Et après la période de conversion?

À long terme, il n’y a pas d’autre solution que de parvenir à un approvisionnement en énergie neutre en CO2. Nous devons nous éloigner des combustibles fossiles, ce qui vaut également pour le gaz naturel. Mais les réseaux de gaz ne transporteront plus seulement à l’avenir du gaz naturel fossile; nous parlons ici de biogaz, de Power-to-Gas, d’hydrogène.

Quelle importance accordez-vous au biogaz?

Pour la Suisse, le biogaz est un élément important de la stratégie énergétique et de l’avenir de l’approvisionnement en énergie. Nous devons utiliser les ressources disponibles. Certes, il y a encore de la marge, mais la biomasse n’est pas illimitée.

Les nouvelles technologies telles que le Power-to-Gas repoussent sérieusement ces limites.

En effet. Il s’agit clairement d’une technologie prometteuse pour l’avenir. Ce procédé pourrait résoudre le problème du stockage à long terme de l’électricité renouvelable. Nous pourrions ainsi stocker de l’énergie renouvelable en été pour l’hiver. Le grand défi est la rentabilité. Des projets pilotes comme la collaboration entre l’Institut Paul Scherrer et Energie 360° dans l’installation de traitement du biogaz de Werdhölzli sont à cet égard très intéressants.

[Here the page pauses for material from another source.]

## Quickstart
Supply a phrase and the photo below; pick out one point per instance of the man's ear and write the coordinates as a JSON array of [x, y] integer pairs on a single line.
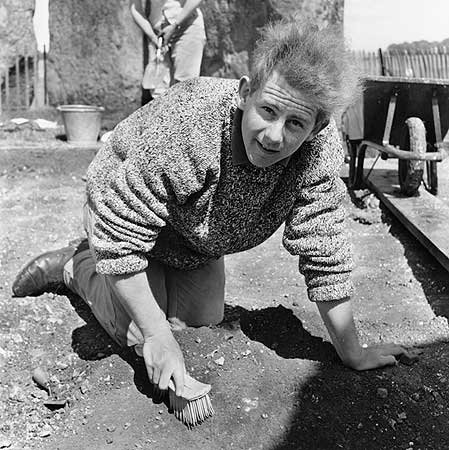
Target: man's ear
[[244, 91], [321, 123]]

Comment convaincre les consommateurs·trices finaux d’adopter un comportement plus durable?

C’est une question passionnante. De nombreuses enquêtes et projets de recherche tournent autour de cette problématique. Il s’agit en premier lieu de l’acceptation, car les propriétaires ne sont guère incités à rendre leur système de chauffage plus efficace. Il faut donc des incitations supplémentaires, comme le confort supplémentaire apporté par un meilleur climat ambiant. Les installations de démonstration sont également importantes. Nous devons proposer des solutions innovantes clés en main et sans risque. Le contracting énergétique proposé par Energie 360° aux gros clients serait également intéressant pour la clientèle privée. En proposant des solutions innovantes sans risque ni effort supplémentaire, nous pouvons accélérer la diffusion des innovations et soutenir ainsi une action durable.

Professionnellement, vous vous préoccupez presque exclusivement de durabilité. Quelle importance revêt-elle pour vous à titre personnel?

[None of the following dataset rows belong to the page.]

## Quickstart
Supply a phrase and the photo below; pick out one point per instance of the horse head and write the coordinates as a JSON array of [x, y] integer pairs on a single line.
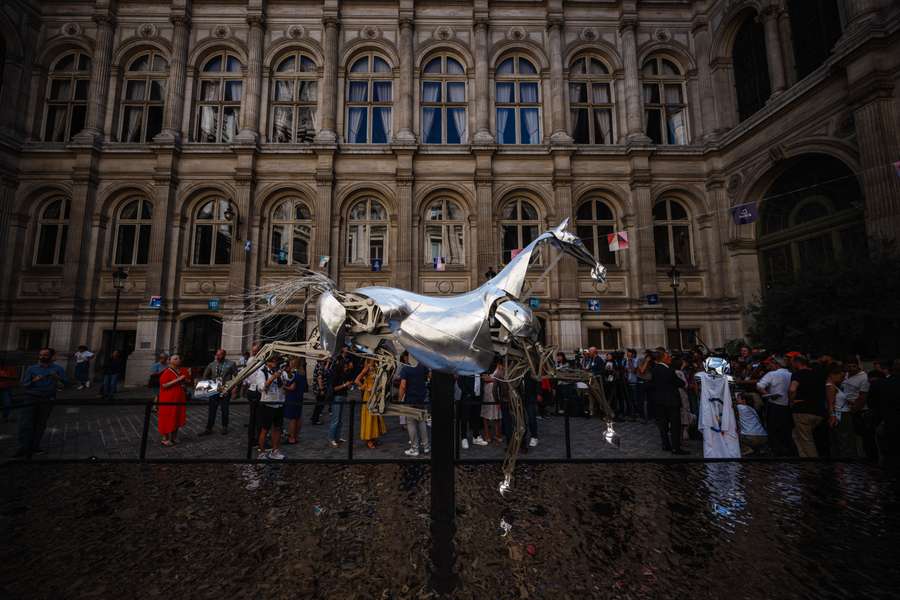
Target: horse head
[[571, 244]]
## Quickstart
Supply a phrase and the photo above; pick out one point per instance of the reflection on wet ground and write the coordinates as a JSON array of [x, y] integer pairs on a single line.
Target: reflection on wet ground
[[640, 530]]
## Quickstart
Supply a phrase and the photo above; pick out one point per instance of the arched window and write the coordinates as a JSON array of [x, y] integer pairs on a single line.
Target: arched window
[[665, 114], [445, 232], [443, 101], [810, 219], [590, 99], [219, 96], [213, 232], [367, 233], [53, 227], [66, 102], [594, 221], [294, 97], [751, 69], [133, 225], [144, 93], [519, 226], [291, 233], [815, 27], [518, 102], [369, 99], [672, 234]]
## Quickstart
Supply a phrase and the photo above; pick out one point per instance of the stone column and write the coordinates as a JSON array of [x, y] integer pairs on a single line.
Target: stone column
[[633, 109], [253, 82], [174, 109], [557, 99], [99, 88], [482, 85], [328, 134], [773, 49], [405, 107]]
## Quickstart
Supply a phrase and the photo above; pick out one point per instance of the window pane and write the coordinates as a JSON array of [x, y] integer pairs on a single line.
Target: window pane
[[61, 89], [202, 244], [223, 245], [431, 125], [283, 126], [456, 91], [154, 121], [306, 91], [577, 92], [381, 91], [682, 244], [381, 125], [46, 252], [580, 132], [654, 125], [506, 125], [125, 244], [661, 244], [456, 125], [233, 91]]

Elle est omniprésente dans ma vie quotidienne: nous achetons des produits régionaux et de saison, et nous réduisons notre consommation de viande. Nous veillons aussi à vivre en préservant les ressources. Cela commence par des décisions importantes comme le choix du logement. Nous avons choisi notre lieu de résidence de manière à ce que les trajets quotidiens soient courts et faciles à effectuer en transports publics.

Qu’est-ce que le fonds Smart Energy pour l’innovation?

Le fonds Smart Energy pour l’innovation d’Energie 360° soutient des start-up du secteur de l’énergie en leur fournissant des capitaux et de l’expertise. L’accent est mis sur les innovations dans les domaines de l’énergie, des technologies propres, des villes intelligentes et de la mobilité. Le fonds offre un soutien financier dans les premières phases de l’entreprise (de pre-seed ou late seed à early stage) avec un besoin en capital de 0,5 à 3 millions de francs.